Facebook n'est pas au même niveau. Il a près de 200 millions d'utilisateurs, dont chacun veut être capable de contrôler le contenu de sa page. Cela laisse à penser que Facebook devrait envisager les changements de look avec un peu plus de précautions. Environ une semaine avant le lancement du nouveau site, Facebook a posté une courte note pour préparer les utilisateurs aux changements à venir. Notification insuffisante. Une meilleure approche aurait permis aux membres de choisir entre le nouveau site et l'ancien pendant un moment ; ce qui aurait permis à l'entreprise de bénéficier de retours sur le nouveau site et de remédier à ce qui attirait l'hostilité des visiteurs avant de le proposer à tout le monde.
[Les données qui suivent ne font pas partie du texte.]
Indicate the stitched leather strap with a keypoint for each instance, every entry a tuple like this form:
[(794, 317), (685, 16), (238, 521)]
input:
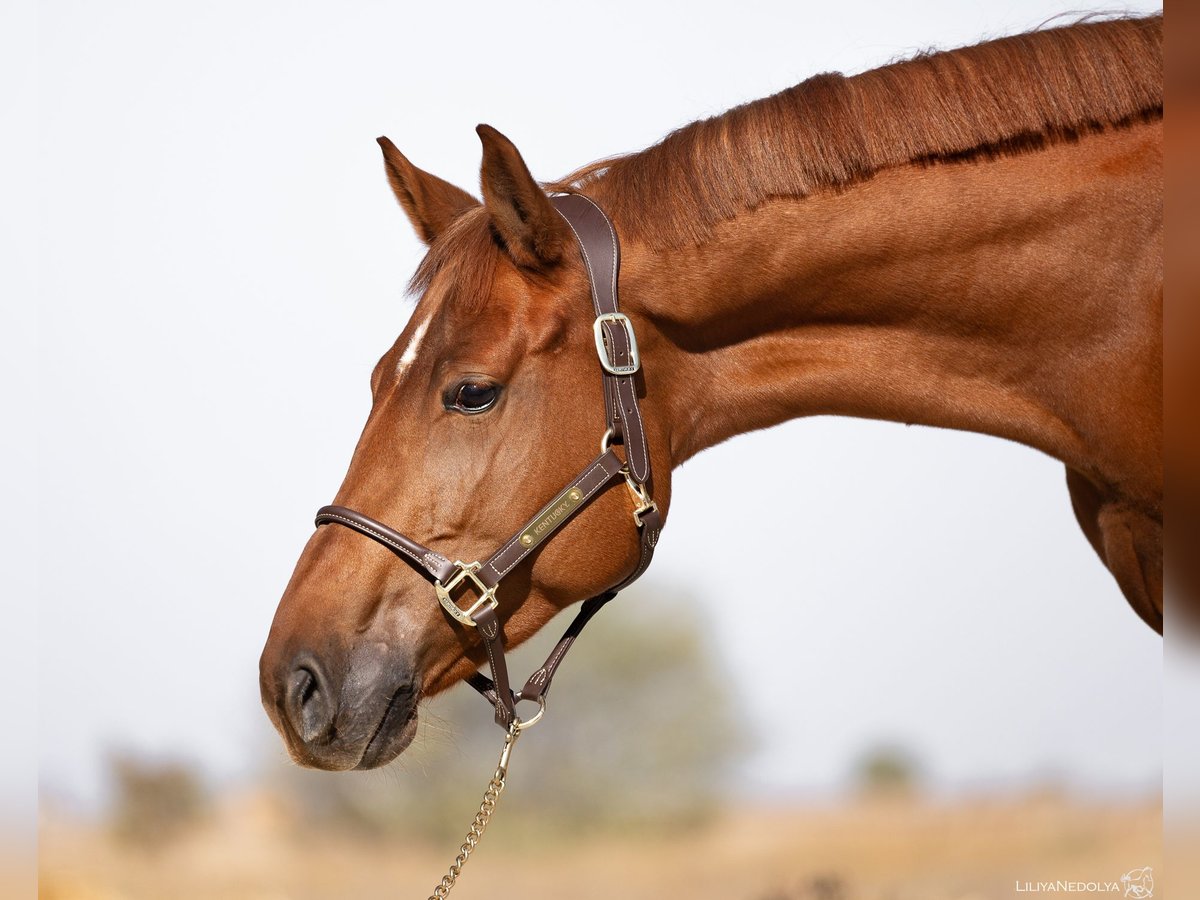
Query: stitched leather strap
[(541, 526), (429, 561), (601, 257)]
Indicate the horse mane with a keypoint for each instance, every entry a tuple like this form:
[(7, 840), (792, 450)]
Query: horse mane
[(1011, 95)]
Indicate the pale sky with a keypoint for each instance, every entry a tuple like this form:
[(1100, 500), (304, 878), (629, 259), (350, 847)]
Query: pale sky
[(222, 263)]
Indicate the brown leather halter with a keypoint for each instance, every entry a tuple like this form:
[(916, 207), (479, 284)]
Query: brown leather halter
[(617, 349)]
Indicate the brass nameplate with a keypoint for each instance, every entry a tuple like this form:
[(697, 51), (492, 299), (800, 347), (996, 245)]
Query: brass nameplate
[(557, 510)]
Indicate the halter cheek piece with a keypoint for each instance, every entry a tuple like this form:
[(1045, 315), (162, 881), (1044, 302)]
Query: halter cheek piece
[(617, 349)]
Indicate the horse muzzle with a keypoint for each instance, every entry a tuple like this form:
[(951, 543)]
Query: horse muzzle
[(337, 712)]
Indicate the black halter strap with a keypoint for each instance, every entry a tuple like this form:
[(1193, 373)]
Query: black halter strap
[(617, 351)]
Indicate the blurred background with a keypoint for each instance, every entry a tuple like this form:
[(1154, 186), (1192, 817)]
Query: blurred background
[(966, 705)]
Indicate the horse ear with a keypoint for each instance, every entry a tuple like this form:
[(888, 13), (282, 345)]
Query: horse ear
[(431, 203), (531, 227)]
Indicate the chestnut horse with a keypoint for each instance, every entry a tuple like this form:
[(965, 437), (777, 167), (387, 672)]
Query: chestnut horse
[(970, 239)]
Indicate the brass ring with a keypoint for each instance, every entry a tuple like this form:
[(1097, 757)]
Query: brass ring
[(537, 717)]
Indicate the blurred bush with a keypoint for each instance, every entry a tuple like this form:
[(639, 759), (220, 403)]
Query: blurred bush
[(640, 732), (154, 802), (887, 772)]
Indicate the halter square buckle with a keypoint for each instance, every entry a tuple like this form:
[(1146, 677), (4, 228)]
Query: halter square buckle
[(466, 571), (611, 367)]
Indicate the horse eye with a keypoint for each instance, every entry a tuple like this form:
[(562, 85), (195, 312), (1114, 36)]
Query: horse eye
[(473, 397)]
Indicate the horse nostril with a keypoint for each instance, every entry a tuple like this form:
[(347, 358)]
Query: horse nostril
[(309, 702)]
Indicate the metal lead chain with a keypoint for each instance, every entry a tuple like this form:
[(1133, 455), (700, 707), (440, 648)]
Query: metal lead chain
[(495, 787)]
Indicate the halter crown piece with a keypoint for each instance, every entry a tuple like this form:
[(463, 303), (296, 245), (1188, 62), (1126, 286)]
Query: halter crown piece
[(617, 351)]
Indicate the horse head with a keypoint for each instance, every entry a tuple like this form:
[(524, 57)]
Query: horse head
[(485, 406)]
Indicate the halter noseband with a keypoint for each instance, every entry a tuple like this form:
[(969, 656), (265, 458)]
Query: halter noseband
[(617, 349)]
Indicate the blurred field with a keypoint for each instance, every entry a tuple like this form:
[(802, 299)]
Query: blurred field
[(867, 850)]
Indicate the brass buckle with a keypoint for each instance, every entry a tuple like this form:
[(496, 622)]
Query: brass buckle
[(466, 571), (645, 504), (603, 351)]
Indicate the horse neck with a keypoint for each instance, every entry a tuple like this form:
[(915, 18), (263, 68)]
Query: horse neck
[(993, 297)]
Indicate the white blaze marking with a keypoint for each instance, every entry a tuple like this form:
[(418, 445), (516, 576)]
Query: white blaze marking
[(409, 354)]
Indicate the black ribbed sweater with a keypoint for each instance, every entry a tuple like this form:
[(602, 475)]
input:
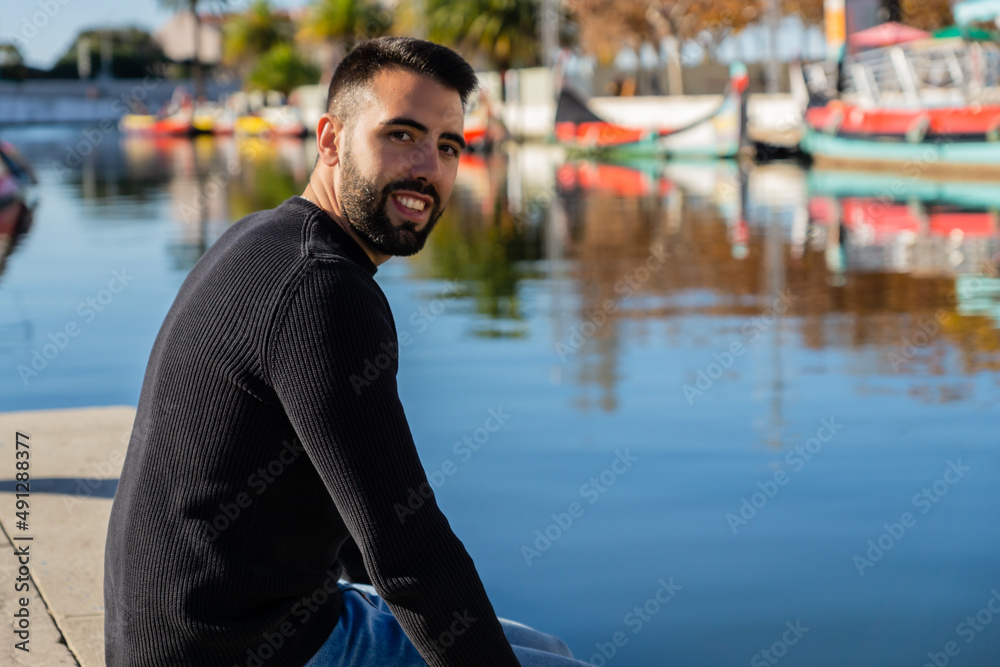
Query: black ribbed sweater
[(256, 464)]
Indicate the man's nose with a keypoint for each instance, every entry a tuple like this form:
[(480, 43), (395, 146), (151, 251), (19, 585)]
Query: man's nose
[(425, 163)]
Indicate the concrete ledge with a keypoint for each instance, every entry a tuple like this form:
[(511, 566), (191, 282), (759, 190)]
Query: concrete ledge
[(75, 460)]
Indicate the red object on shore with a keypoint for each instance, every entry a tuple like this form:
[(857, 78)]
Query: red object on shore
[(910, 124), (885, 34)]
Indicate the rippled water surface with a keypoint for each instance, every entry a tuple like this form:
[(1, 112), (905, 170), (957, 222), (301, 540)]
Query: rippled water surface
[(740, 413)]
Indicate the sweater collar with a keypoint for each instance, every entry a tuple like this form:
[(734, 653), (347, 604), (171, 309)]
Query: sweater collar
[(336, 232)]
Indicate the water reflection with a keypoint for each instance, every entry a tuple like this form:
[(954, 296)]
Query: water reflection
[(629, 252), (583, 298)]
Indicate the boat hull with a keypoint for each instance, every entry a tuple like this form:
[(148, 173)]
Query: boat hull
[(924, 157)]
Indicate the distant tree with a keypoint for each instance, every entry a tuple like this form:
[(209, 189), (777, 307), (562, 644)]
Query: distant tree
[(10, 55), (134, 53), (338, 25), (281, 68), (197, 74), (503, 32), (926, 14), (250, 34), (11, 62), (810, 11), (605, 25)]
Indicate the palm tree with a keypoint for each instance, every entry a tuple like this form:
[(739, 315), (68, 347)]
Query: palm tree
[(251, 34), (341, 24), (503, 31), (192, 6)]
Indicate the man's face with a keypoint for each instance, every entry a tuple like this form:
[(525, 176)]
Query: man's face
[(399, 160)]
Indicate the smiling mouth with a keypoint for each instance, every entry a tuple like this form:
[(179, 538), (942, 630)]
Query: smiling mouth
[(412, 203)]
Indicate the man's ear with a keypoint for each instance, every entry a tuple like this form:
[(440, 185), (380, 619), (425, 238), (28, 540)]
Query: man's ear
[(329, 139)]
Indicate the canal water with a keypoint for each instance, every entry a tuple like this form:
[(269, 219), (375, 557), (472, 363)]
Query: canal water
[(746, 416)]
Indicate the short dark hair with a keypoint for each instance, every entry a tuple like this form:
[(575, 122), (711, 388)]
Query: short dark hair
[(372, 56)]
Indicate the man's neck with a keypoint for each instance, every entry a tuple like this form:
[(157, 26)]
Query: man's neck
[(319, 197)]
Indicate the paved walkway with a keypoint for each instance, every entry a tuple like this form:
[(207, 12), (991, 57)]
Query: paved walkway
[(74, 463)]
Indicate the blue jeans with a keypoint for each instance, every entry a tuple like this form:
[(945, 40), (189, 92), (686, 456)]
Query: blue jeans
[(368, 635)]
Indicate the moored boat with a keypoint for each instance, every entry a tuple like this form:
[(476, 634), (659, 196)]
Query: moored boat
[(719, 132), (932, 105)]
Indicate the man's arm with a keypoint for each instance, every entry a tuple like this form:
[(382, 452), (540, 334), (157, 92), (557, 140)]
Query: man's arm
[(353, 562), (332, 362)]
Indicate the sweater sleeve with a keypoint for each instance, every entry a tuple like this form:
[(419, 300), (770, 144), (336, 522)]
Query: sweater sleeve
[(332, 360)]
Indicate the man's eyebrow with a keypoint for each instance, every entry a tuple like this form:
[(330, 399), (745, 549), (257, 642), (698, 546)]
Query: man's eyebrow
[(409, 122)]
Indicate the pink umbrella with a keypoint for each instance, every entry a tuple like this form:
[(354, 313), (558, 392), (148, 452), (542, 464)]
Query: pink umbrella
[(885, 34)]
Cela aurait également permis aux utilisateurs d'avoir une chance de s'habituer au nouveau design avant qu'il ne soit installé par défaut (en fait, c'est ce que Facebook a fait lors de son changement précédent ; pourquoi pas cette fois, voilà qui est déconcertant).
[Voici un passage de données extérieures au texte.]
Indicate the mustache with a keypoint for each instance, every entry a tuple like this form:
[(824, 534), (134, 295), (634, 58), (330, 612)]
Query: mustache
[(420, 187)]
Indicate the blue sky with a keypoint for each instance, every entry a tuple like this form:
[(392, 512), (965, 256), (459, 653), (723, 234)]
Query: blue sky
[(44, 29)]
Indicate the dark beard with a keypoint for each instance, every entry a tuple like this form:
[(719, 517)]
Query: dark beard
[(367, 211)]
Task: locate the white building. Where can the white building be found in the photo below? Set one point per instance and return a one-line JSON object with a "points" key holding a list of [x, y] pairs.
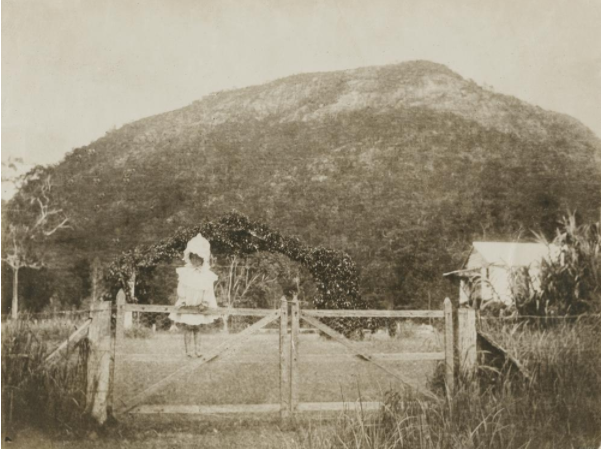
{"points": [[495, 271]]}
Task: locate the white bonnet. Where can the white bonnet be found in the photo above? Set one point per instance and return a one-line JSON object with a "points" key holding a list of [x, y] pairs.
{"points": [[200, 246]]}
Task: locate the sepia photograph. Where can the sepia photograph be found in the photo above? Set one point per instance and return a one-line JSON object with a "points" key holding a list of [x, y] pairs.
{"points": [[301, 224]]}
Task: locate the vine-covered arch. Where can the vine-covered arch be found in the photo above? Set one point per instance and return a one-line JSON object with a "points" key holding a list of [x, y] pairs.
{"points": [[334, 272]]}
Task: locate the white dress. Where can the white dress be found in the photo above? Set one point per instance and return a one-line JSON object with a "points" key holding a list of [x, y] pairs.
{"points": [[195, 287]]}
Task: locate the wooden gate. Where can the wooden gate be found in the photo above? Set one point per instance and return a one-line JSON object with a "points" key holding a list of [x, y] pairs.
{"points": [[289, 316]]}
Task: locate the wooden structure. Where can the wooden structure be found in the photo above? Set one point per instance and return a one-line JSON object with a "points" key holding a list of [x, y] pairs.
{"points": [[459, 355], [289, 316]]}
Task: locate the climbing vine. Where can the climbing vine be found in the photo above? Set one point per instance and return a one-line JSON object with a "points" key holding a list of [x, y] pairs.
{"points": [[334, 272]]}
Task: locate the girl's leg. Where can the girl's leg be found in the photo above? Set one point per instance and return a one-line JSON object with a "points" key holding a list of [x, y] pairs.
{"points": [[188, 341], [197, 338]]}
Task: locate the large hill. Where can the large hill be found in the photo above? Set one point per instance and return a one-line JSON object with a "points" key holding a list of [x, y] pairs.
{"points": [[401, 166]]}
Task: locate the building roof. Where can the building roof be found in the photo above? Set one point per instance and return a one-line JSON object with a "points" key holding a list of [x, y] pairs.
{"points": [[514, 254]]}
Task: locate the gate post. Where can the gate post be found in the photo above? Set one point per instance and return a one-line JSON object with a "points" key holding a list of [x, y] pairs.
{"points": [[98, 367], [293, 375], [284, 360], [467, 343], [449, 346], [120, 302]]}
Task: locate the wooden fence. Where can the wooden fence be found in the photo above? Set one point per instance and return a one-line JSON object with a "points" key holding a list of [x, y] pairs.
{"points": [[460, 353]]}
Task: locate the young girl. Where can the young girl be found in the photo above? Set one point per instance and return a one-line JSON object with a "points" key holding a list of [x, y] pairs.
{"points": [[195, 293]]}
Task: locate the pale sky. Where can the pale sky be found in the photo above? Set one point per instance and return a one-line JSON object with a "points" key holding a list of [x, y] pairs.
{"points": [[73, 69]]}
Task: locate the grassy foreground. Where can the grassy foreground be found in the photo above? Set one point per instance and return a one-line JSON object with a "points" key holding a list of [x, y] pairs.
{"points": [[558, 406]]}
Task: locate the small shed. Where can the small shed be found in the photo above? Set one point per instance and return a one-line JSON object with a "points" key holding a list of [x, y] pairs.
{"points": [[495, 271]]}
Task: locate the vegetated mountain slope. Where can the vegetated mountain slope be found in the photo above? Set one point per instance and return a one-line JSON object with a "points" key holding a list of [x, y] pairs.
{"points": [[401, 166]]}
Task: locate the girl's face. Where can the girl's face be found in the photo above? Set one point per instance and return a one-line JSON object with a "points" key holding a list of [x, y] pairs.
{"points": [[196, 260]]}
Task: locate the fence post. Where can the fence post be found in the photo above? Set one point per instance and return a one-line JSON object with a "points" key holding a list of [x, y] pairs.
{"points": [[120, 302], [98, 367], [293, 374], [467, 344], [449, 346], [284, 359]]}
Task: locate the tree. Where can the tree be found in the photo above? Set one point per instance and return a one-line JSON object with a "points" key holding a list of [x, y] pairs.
{"points": [[30, 219]]}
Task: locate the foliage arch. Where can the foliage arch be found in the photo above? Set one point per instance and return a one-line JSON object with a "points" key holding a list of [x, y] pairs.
{"points": [[334, 272]]}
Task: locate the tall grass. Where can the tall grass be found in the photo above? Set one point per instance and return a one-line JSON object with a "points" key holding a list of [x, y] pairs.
{"points": [[34, 393], [558, 406]]}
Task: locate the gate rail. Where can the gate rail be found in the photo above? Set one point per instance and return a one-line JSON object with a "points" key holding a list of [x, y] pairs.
{"points": [[290, 312]]}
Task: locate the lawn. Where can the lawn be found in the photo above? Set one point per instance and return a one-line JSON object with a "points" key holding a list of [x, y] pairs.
{"points": [[250, 375]]}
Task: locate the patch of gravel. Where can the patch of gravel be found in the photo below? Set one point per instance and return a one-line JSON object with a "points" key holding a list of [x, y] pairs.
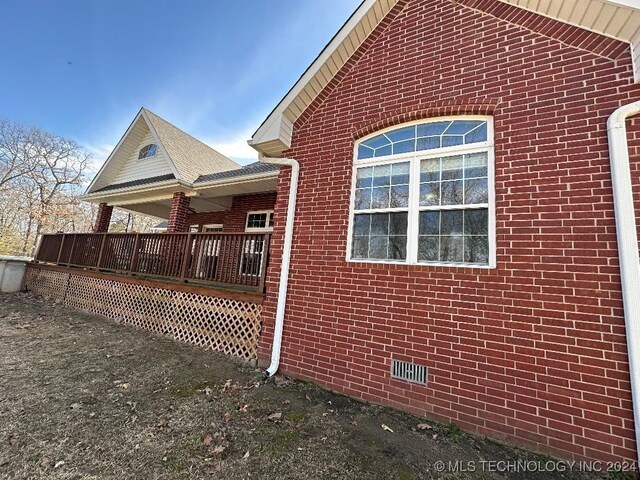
{"points": [[83, 397]]}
D'autres grandes entreprises du Web ont adopté cette approche en douceur pour leur présentation. Plus de 300 millions de personnes dans le monde consultent chaque jour la page d'accueil de Yahoo. L'entreprise a mis des mois à repenser son apparence. Yahoo se fie beaucoup au «bucket testing» qui consiste à proposer à l'aveuglette de nouveaux designs et à analyser les retours. Ce procédé a donné aux designers un bon aperçu de ce que veulent les visiteurs d'un nouveau site et de la meilleure façon de les accompagner dans un nouveau design. Google pousse ce genre d'essais à des extrémités presque absurdes. Le New York Times a récemment rapporté que pour choisir la couleur d'une seule barre d'outil de l'un de ses sites, Google avait proposé des pages comportant 41 différentes nuances de bleu, pour voir sur laquelle les internautes étaient le plus susceptibles de cliquer (l'un des principaux designers de Google vient de démissionner en partie parce qu'il désapprouvait cette stratégie).
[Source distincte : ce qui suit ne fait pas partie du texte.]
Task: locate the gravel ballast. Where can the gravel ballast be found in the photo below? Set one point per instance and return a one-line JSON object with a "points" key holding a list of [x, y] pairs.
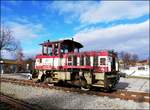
{"points": [[55, 99]]}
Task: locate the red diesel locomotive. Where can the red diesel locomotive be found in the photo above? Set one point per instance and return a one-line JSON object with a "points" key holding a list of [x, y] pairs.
{"points": [[62, 61]]}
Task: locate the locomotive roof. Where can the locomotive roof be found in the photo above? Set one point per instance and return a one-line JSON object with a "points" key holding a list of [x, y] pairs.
{"points": [[65, 42]]}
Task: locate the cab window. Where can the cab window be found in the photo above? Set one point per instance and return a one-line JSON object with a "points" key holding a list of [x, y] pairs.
{"points": [[102, 61]]}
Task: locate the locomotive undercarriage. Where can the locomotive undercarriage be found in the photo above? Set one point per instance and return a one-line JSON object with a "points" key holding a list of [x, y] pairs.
{"points": [[82, 78]]}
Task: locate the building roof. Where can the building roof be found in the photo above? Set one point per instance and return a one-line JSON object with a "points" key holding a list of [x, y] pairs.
{"points": [[67, 42]]}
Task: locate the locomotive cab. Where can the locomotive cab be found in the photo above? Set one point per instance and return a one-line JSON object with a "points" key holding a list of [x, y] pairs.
{"points": [[62, 61]]}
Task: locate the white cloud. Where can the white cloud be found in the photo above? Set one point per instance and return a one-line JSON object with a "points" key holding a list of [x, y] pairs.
{"points": [[129, 37], [27, 30], [104, 11]]}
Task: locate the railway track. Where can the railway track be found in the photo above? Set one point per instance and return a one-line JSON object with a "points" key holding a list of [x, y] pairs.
{"points": [[10, 103], [121, 94]]}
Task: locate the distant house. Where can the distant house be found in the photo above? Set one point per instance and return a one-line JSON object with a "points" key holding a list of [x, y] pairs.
{"points": [[13, 66]]}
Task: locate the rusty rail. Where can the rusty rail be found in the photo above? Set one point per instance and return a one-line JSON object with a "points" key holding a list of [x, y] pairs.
{"points": [[17, 104], [122, 94]]}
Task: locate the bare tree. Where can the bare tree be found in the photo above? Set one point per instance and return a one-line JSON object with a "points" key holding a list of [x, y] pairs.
{"points": [[126, 58], [19, 58], [134, 59], [7, 41]]}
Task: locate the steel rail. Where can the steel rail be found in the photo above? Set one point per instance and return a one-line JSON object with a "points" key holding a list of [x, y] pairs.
{"points": [[121, 94], [17, 104]]}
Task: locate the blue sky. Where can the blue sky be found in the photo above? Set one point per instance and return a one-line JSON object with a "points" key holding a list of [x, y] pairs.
{"points": [[119, 25]]}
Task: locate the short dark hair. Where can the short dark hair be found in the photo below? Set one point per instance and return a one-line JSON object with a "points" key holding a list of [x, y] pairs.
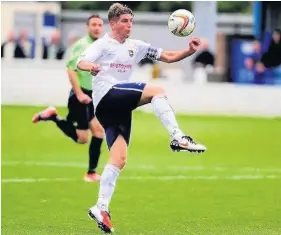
{"points": [[118, 9], [91, 17]]}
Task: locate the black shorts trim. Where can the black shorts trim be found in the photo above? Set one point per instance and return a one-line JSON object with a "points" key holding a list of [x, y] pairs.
{"points": [[80, 114], [114, 111]]}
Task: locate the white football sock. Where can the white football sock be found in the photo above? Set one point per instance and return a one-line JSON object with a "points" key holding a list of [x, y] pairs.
{"points": [[107, 186], [165, 113]]}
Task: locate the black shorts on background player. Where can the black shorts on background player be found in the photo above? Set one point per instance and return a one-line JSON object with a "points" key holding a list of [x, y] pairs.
{"points": [[80, 114]]}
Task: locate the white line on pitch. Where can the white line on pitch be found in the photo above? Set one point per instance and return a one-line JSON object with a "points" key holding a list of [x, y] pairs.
{"points": [[146, 167], [144, 178]]}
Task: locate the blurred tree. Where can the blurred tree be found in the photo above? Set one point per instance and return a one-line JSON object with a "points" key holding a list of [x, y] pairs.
{"points": [[157, 6]]}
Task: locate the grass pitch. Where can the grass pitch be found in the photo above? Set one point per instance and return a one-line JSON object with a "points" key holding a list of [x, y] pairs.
{"points": [[234, 188]]}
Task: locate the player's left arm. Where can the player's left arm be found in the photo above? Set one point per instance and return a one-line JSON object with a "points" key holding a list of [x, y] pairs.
{"points": [[175, 56]]}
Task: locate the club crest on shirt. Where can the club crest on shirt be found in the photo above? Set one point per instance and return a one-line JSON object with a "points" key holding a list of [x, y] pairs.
{"points": [[131, 53]]}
Quand Slate a changé l'apparence de sa page d'accueil, de nombreux lecteurs ont écrit pour se plaindre. La semaine dernière, j'ai envoyé un mail à quelques-uns d'entre eux pour voir s'ils détestaient toujours autant le design de Slate. Un ou deux ont signalé n'être toujours pas très convaincus ; la plupart ont admis qu'ils s'y étaient habitués et ne se rappelaient plus très bien de l'ancien site. Mais beaucoup m'ont dit une chose que j'ai trouvée intéressante- que ce qui les avait agacés n'était pas exactement les changements, mais le fait que ces changements ne paraissaient pas nécessaires. Slate, comme beaucoup de sites, n'avait pas assez bien expliqué pourquoi il procédait à des modifications d'une telle ampleur.

«Je suis très partisan de "si c'est pas cassé, on répare pas"», m'a confié un lecteur du nom de Barry Geisler. «Le changement de look apparemment constant des sites Web frustre inutilement l'utilisateur, pour ce qui semble n'être qu'un gain dérisoire. Certes, les utilisateurs s'adaptent assez rapidement - et alors ? Le nouveau Facebook constitue-t-il une expérience meilleure et plus riche cette semaine que celui de la semaine dernière ? J'en doute.»
C'est le principal problème du brusque changement de design de Facebook. Sa vraie motivation, c'est de rivaliser avec Twitter. Pour l'instant, nous n'avons rien à y gagner.

Farhad Manjoo

Vous pouvez lui écrire à [email protected].

Cet article paru sur slate.com, a été traduit par Bérangère Viennot.

A lire aussi sur Slate.fr, une comparaison entre FB et Copains d'avant

[A noter que Slate.fr lance également une nouvelle page d'accueil, en fait la véritable version 1 du site, qui répond - je l'espère - aux critiques et remarques formulées par les internautes au moment de notre lancement le 10 février. JH]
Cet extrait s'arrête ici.